7 · Iterate — the through-line
Each section is one row of the MDP table turned into a mechanism. Hidden 3-D field → uncertainty-aware reconstruction + a compressed belief state. Hybrid actuators with hard floors → structured Gumbel-Softmax + reparameterized heads, then a differentiable QP safety projection. Multi-objective, hackable reward → load-aware shaping, an absorbing limit penalty, and a Lagrangian constraint instead of a guessed weight. Non-stationary load → change-point detection, incremental KL-bounded adaptation, a canary gate, and an independent PLC backstop. Remove the field uncertainty and the binding difficulty becomes how tight a margin you dare run; tighten the margin and oscillation re-appears — so you re-run the loop. The discipline is the same one from lesson 67: never reach for a tool until a row of the table demands it.
Further considerations
- Multi-agent coordination. A campus has many coupled thermal subsystems (multiple halls, shared chiller plant). Promote each to an agent and let them share boundary temperatures via a graph-attention layer, co-optimizing facility-wide long-term return instead of each hall greedily chasing its own local optimum.
- Meta-learning for fast transfer. Seasonal swings and hardware refreshes shift the thermal dynamics. MAML or PEARL lets the policy adapt from a handful of samples in the new regime, avoiding the cost of re-collecting CFD ground truth every time the room changes.
- Verifiable compression. For a safety-critical controller, prove the compressed state preserves the MDP: a bisimulation-equivalence argument bounding the optimal-value error of the compressed MDP (ε < 0.02) so the reduction is certified, not just empirically "good enough."
- Barrier-function guarantees with sample bounds. Casting the limit as a CMDP and using a differentiable log-barrier objective yields a monotonic-improvement guarantee and an explicit step-size and barrier-coefficient choice — and a Bernstein bound gives the number of trajectories N needed to certify constraint violation ≤ ζ with probability 1−δ, with no dimension dependence. Constraint tuning stops being guesswork.
- Carbon as a third objective. Fold a carbon-cost term into the reward and search the temperature-safe / energy-minimal / carbon-minimal Pareto front (e.g. Pareto-TRPO); where carbon is a tradable allowance, the agent can even arbitrate between saving energy and selling allowances.

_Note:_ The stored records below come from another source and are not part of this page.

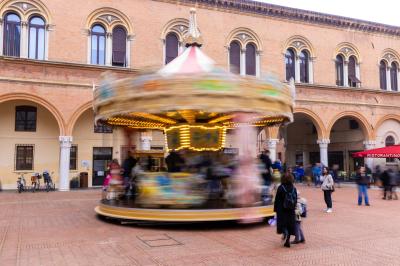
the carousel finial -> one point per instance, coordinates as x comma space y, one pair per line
193, 37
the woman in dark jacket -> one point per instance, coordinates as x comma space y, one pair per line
285, 217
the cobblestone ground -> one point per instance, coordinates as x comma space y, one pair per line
61, 228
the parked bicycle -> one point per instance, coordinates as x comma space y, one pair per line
21, 183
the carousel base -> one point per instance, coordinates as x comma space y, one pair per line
183, 215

- Explainability and audit. Operators must be able to ask "why did you trust the IR camera over the fibre?" Attach a per-action explanation (attention mask + SHAP-style attribution over the fused sensors), log every decision with a hashed parameter fingerprint and data version, and keep a tested "red-button" path that switches to a rule-based baseline within ~200 ms — so a compliance audit reduces to checking the log hashes match and the fallback actually fires.